L’Arche de Darwin (Au Diable Vauvert, 2017)

Né à Philadelphie en 1947, critique littéraire, traducteur, illustrateur, James Morrow est surtout un très grand auteur de fantasy et de SF. Son œuvre est à la fois une satire des religions établies, de l’humanisme et du monde post-déiste moderne. Il est principalement connu pour sa trilogie de Jéhovah, récompensée par le prestigieux World Fantasy Award en 1995. Son dernier livre L’Arche de Darwin mêle une fois encore avec habileté et loufoquerie le roman d’aventure, la fable et les questions fondamentales de notre humanité, ici la sélection naturelle et Dieu.

James Kenneth Morrow est né à Philadelphie le 17 mars 1947. Après la guerre, ses parents achètent une petite maison en banlieue, poussés par la réputation de l’école publique d’Abington. L’auteur attribue directement sa carrière d’écrivain de fiction au cursus d’humanités du lycée d’Abington. Tout particulièrement, il s’inspirera d’auteurs comme Dante, Voltaire, Dostoïevski, Kafka, Camus et Ibsen.
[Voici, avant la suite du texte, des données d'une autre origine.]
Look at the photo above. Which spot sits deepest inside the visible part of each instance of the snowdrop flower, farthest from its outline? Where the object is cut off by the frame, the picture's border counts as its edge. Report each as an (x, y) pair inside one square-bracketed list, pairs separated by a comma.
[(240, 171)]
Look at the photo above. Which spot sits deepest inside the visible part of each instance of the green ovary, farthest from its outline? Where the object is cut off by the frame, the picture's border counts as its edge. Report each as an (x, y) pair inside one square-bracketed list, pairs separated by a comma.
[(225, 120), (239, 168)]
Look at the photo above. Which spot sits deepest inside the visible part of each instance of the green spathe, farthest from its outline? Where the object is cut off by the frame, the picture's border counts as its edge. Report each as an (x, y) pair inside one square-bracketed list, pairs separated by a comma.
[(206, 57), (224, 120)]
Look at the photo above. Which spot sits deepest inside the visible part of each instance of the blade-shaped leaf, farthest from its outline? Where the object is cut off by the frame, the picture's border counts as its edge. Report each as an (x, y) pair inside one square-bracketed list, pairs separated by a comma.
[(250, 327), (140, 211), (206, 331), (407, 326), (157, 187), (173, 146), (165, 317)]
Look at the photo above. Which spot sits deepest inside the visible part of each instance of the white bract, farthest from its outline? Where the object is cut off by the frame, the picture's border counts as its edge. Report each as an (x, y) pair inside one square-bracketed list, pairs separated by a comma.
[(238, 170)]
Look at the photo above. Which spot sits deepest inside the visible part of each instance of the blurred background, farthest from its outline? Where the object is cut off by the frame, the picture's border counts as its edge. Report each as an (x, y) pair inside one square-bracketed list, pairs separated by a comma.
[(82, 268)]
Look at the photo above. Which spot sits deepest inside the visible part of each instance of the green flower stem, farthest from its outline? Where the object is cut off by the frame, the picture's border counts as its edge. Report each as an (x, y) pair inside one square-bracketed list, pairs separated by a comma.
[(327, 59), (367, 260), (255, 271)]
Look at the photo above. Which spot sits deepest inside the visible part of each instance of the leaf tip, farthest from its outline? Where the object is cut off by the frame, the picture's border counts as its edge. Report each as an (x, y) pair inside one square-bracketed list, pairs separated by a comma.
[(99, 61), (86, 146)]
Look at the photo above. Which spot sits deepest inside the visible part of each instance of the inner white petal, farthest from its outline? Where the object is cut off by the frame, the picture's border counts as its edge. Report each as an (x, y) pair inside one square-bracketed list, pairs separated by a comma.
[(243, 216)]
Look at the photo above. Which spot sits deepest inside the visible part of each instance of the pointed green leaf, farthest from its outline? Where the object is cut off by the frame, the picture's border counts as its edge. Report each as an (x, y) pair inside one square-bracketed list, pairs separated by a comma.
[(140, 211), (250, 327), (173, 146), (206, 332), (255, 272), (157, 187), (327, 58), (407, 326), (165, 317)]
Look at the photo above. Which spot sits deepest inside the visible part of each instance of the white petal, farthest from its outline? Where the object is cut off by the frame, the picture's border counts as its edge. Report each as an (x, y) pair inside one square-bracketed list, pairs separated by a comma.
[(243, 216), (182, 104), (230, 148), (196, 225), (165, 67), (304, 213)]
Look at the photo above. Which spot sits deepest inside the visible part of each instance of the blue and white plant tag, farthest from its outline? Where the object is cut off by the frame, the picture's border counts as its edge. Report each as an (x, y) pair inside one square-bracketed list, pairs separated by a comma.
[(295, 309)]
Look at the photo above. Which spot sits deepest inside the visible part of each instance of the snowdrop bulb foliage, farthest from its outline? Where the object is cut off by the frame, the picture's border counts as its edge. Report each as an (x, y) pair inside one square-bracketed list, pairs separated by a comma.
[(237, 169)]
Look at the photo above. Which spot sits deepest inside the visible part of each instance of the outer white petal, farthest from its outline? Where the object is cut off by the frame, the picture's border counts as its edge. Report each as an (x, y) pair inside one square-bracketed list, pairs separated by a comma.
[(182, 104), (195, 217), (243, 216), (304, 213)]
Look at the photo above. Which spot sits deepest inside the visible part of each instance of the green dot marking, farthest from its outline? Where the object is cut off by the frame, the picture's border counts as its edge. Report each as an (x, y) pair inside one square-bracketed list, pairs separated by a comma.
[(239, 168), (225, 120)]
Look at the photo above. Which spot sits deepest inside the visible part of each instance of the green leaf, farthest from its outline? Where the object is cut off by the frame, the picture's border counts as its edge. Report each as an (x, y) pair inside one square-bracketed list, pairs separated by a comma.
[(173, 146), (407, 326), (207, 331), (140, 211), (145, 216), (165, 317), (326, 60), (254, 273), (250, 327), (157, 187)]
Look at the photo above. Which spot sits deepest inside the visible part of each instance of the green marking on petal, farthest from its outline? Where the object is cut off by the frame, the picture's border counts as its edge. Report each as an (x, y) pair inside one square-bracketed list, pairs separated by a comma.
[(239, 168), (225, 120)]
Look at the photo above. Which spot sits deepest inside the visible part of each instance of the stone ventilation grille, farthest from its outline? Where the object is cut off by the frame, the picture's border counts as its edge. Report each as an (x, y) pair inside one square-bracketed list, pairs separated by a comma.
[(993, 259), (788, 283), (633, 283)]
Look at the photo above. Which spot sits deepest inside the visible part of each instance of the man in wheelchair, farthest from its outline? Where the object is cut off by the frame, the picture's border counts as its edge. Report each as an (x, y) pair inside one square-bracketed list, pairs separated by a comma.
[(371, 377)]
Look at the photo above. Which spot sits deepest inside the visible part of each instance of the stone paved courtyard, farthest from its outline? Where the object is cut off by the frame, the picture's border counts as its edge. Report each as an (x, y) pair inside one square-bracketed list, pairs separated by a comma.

Adolescent, il produit des films avec ses amis, notamment Joe Adamson, David Stone et George Shelps. Pendant ses études à l’université de Pennsylvanie, il gagne sa vie en travaillant comme réalisateur pour les écoles publiques de Philadelphie. Diplômé en 1969, Morrow part s’installer à Somerville dans le Massachusetts où il peut assister aux cours de la Havard Graduate School of Education (HGSE).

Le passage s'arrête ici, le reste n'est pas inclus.